We can immediately see that, like Elixir maps, input order is no indication of the order ETS will return the vertices and edges, but we’re still well on our way to having a working graph implementation that meets our needs:

What Graphvix can use from this

graph structure/record
an API to add vertices and edges
ability to reconstruct vertices and their edges for outputting in dot format

What Graphvix still needs

ability to store formatting and styles for vertices and edges
ability to output to dot format
ability to sort vertices in the order they were added to the graph[1]
higher-level dot functionality: subgraphs/clusters, vertex ranking, etc.
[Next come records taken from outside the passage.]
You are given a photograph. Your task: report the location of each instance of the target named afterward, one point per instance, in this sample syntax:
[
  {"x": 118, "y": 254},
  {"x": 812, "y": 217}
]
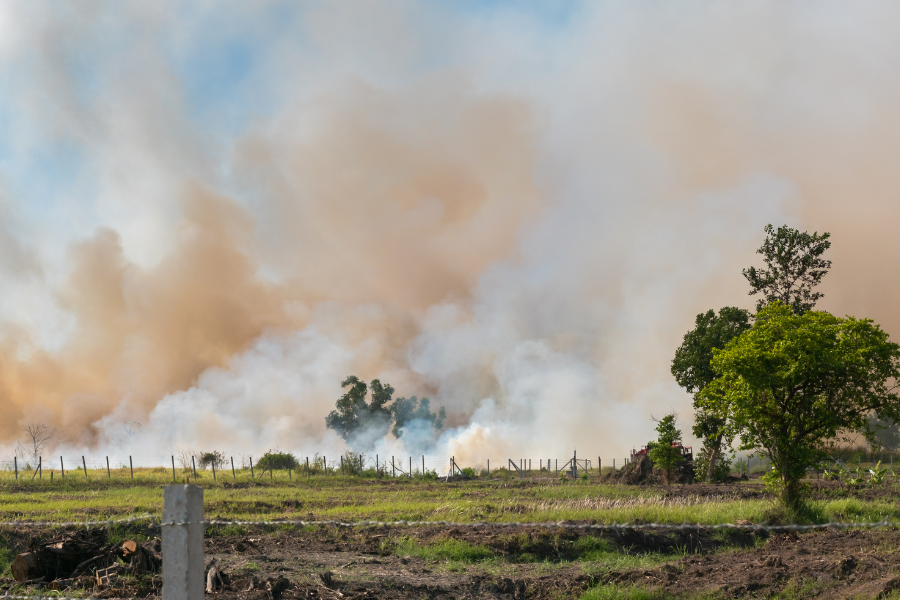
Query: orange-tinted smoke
[{"x": 400, "y": 205}]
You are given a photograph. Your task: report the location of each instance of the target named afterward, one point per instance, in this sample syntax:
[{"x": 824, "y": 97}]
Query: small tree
[
  {"x": 663, "y": 453},
  {"x": 407, "y": 410},
  {"x": 795, "y": 384},
  {"x": 215, "y": 458},
  {"x": 795, "y": 267},
  {"x": 37, "y": 436},
  {"x": 358, "y": 421},
  {"x": 275, "y": 459},
  {"x": 693, "y": 371}
]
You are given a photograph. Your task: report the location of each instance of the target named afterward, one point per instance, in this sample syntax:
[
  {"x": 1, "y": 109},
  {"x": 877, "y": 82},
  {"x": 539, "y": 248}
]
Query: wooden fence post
[{"x": 182, "y": 543}]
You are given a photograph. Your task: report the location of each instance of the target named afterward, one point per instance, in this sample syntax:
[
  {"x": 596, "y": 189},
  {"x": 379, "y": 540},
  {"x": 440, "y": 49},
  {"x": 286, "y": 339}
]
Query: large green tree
[
  {"x": 693, "y": 371},
  {"x": 794, "y": 267},
  {"x": 794, "y": 384}
]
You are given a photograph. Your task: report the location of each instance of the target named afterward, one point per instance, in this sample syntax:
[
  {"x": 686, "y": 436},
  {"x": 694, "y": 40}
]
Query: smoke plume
[{"x": 212, "y": 215}]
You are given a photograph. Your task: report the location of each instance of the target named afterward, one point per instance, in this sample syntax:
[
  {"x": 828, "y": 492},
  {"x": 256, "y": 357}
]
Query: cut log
[
  {"x": 26, "y": 567},
  {"x": 128, "y": 547}
]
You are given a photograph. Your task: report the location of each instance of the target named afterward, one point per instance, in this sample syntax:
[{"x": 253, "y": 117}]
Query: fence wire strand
[
  {"x": 156, "y": 522},
  {"x": 556, "y": 524},
  {"x": 5, "y": 596},
  {"x": 108, "y": 522}
]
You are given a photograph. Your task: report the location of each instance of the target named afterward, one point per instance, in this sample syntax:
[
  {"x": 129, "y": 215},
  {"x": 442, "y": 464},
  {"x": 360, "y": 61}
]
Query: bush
[
  {"x": 721, "y": 471},
  {"x": 211, "y": 459},
  {"x": 273, "y": 460}
]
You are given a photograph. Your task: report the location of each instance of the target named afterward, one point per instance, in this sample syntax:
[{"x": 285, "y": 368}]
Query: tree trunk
[
  {"x": 25, "y": 567},
  {"x": 713, "y": 455}
]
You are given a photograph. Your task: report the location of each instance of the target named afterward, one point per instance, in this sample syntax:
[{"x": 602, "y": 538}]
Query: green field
[{"x": 501, "y": 499}]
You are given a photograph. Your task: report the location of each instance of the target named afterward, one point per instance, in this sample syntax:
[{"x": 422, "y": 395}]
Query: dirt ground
[{"x": 356, "y": 564}]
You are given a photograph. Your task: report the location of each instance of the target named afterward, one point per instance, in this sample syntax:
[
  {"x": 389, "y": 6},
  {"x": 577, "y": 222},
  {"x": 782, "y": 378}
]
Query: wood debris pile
[{"x": 83, "y": 558}]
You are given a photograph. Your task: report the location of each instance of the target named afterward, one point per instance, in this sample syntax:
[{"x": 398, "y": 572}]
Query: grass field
[{"x": 596, "y": 564}]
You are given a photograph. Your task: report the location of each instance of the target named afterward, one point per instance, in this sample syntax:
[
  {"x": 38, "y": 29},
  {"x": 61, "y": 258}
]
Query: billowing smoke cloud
[{"x": 212, "y": 216}]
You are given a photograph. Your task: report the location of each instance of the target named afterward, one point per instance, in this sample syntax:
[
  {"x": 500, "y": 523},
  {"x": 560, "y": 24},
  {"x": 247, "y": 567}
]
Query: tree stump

We can get that first item, persistent formatting data, as part of the digraph and its ETS tables without needing to add any module or struct wrapping, so let’s start with that.

Formatting

Let’s look again at the table contents for vertices and edges:

iex> :ets.tab2list(vertices)
[{"Paris", []}, {"Boston", []}, {"Baltimore", []}]

iex> :ets.tab2list(edges)
[
  {[:"$e" | 0], "Boston", "Paris", []},
  {[:"$e" | 1], "Baltimore", "Paris", []}
]

Look at that empty list, [ ] , as the last element in each vertex or edge tuple. ETS is freeform, so you can store whatever data you want. :digraph chooses to add that empty list to hold what it refers to in the source code as a label. But the spec for the custom label type is the catchall term(), so we can put anything we want in there, such as a keyword list of Graphviz attributes:

iex> :digraph.add_vertex(
...>   graph, "Boston", shape: "box", color: "blue", style: "filled"
...> )
iex> :ets.tab2list(vertices)
[
  {"Boston", [shape: "box", color: "blue", style: "filled"]}
  ...
]

This behavior holds the same for edges as well. This means that, provided a unique id for each vertex, we can, without needing to (yet) create a wrapping module, provide a storage mechanism for any formatting data (or, any data) we want to attach to a vertex or edge.

That’s it for now! Next time we’ll dig a little deeper into those odd identifiers in the ETS tables, and how we can use them to ensure the generated graph looks exactly the way you expect it to.[1]

[1] The order in which nodes are defined in the .dot source file can affect the final layout of the generated graph. While this is often offset by specifications with subgraphs or vertex ranking (which we’ll tackle in future posts), this is not a guarantee, and vertices appearing in the source file in a different order than you intended them can result in difficult to track formatting errors.